Speaking in Clichés

People involved in business and other institutions often communicate in clichés. Insider words and phrases commonly used but vaguely understood, even less so by those on the outside.

Education certainly has it’s share, with many of them borrowed from other organizations. Like many of those in a post titled 17 Development Clichés I’ll Be Avoiding in 2017.

Empowerment – We want to empower teachers, students, girls, parents, principals, and who? But empowered to do what? However you define it, “empowerment isn’t like a light switch; it’s a long and messy process, and it certainly won’t be completed in a workshop”.

Capacity building – The World Health Organization says this is “the development and strengthening of human and institutional resources”, whatever that is. Ask the next person using the phrase if this is what they mean.

Global citizen – In their “Portrait of a Graduate” document, our local school board says every student needs to be one of these. They aren’t very clear on what it means to be a global citizen, or how their emphasis on a testing culture will make it happen.

Do good and do well – I had a principal who frequently used this phrase, and it, or variations, seem to pop up regularly in talks and writings on educational reform. Still don’t know why.

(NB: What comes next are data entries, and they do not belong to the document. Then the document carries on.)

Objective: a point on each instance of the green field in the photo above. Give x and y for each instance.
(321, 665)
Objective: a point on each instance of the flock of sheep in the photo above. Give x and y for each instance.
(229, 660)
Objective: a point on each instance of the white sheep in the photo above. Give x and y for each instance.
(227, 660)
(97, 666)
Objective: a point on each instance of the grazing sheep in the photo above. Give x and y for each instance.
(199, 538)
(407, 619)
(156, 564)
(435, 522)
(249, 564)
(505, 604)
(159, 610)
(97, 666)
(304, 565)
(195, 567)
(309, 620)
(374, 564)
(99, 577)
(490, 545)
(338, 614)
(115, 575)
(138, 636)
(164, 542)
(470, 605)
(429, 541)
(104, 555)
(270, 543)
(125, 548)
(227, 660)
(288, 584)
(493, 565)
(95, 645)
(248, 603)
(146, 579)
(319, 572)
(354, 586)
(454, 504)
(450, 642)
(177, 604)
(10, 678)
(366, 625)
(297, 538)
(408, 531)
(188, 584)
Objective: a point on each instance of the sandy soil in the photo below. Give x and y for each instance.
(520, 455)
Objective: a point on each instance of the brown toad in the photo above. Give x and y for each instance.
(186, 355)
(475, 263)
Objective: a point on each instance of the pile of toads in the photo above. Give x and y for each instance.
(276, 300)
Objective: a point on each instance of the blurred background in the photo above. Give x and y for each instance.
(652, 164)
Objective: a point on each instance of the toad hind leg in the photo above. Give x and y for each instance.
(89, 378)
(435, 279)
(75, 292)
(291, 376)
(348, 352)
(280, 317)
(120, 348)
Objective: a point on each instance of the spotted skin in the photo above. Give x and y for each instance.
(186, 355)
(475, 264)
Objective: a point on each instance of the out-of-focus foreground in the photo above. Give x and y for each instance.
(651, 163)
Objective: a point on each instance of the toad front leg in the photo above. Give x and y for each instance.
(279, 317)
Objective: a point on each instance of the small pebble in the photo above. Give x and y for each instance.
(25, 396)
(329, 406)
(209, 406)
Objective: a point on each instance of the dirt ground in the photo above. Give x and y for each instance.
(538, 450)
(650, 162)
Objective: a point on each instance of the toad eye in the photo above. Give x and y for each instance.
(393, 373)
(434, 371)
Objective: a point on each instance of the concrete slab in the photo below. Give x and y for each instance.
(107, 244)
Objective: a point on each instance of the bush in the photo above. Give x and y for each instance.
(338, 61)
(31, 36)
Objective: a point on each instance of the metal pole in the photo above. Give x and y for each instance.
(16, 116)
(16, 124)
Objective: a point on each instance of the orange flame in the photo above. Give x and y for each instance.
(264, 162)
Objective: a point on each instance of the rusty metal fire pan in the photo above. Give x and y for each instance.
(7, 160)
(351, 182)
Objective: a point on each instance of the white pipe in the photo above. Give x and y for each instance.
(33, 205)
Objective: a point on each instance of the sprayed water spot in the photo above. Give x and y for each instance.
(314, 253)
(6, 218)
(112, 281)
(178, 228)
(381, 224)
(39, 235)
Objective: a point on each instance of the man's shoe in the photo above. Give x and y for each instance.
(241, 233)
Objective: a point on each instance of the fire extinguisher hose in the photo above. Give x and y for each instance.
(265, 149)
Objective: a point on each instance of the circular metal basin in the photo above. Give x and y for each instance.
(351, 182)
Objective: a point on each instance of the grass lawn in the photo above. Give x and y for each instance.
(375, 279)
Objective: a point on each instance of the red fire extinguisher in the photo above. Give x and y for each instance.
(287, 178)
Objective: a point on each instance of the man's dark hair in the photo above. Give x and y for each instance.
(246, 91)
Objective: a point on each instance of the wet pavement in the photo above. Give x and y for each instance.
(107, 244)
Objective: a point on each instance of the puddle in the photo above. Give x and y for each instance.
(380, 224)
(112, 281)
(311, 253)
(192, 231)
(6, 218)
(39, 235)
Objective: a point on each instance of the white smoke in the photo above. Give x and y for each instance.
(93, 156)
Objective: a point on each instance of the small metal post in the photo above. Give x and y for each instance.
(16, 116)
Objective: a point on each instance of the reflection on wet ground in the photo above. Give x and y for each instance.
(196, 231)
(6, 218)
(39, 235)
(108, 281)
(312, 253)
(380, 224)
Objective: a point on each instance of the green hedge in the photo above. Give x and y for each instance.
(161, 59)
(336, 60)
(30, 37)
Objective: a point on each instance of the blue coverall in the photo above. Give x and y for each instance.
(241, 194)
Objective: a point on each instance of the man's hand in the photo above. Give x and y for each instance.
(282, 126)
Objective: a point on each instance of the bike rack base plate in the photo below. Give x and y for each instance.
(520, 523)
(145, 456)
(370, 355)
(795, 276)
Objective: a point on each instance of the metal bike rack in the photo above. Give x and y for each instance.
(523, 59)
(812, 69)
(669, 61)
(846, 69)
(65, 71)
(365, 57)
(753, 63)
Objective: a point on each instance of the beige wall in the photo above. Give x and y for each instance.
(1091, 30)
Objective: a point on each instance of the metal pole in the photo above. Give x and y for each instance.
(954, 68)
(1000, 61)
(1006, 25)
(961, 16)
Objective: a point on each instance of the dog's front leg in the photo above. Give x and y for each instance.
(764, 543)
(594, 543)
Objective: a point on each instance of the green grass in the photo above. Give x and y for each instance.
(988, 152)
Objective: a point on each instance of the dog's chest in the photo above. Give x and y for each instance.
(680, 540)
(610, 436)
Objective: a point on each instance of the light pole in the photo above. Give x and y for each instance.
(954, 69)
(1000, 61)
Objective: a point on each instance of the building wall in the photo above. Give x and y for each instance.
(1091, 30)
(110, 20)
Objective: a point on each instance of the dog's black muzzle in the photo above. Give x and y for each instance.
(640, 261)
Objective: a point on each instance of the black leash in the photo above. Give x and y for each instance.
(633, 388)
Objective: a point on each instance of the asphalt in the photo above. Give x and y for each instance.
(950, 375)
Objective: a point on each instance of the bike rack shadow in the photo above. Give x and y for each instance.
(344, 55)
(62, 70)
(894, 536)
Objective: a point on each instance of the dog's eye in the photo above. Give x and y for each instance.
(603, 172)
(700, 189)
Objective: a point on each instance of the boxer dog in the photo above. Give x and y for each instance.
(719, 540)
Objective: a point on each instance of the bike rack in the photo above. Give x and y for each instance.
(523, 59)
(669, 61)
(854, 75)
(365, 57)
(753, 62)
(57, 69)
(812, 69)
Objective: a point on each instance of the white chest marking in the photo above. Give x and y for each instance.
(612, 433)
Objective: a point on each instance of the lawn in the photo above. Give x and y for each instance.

Liaising with key local stakeholders – And various other phrases incorporating the word “stakeholders”. Although, as much as the term is used in education, we rarely seem to include the most important “stakeholders” in the process – students.

Silver bullet – There’s no such thing, and no one should ever ask if whatever it is we’re talking about is a “silver bullet”. The answer is always no.

The writer also includes the phrase “on the ground”. Educational speakers seem to love something similar – in the trenches. Like the classroom is a battlefield and teaching an act of war. Definitely a cliché to be avoided.

So, how many of these clichés are commonly used in your school and district? How many have any real meaning? Is it possible to drop most of all of them from our conversation, in favor of words that have more meaning?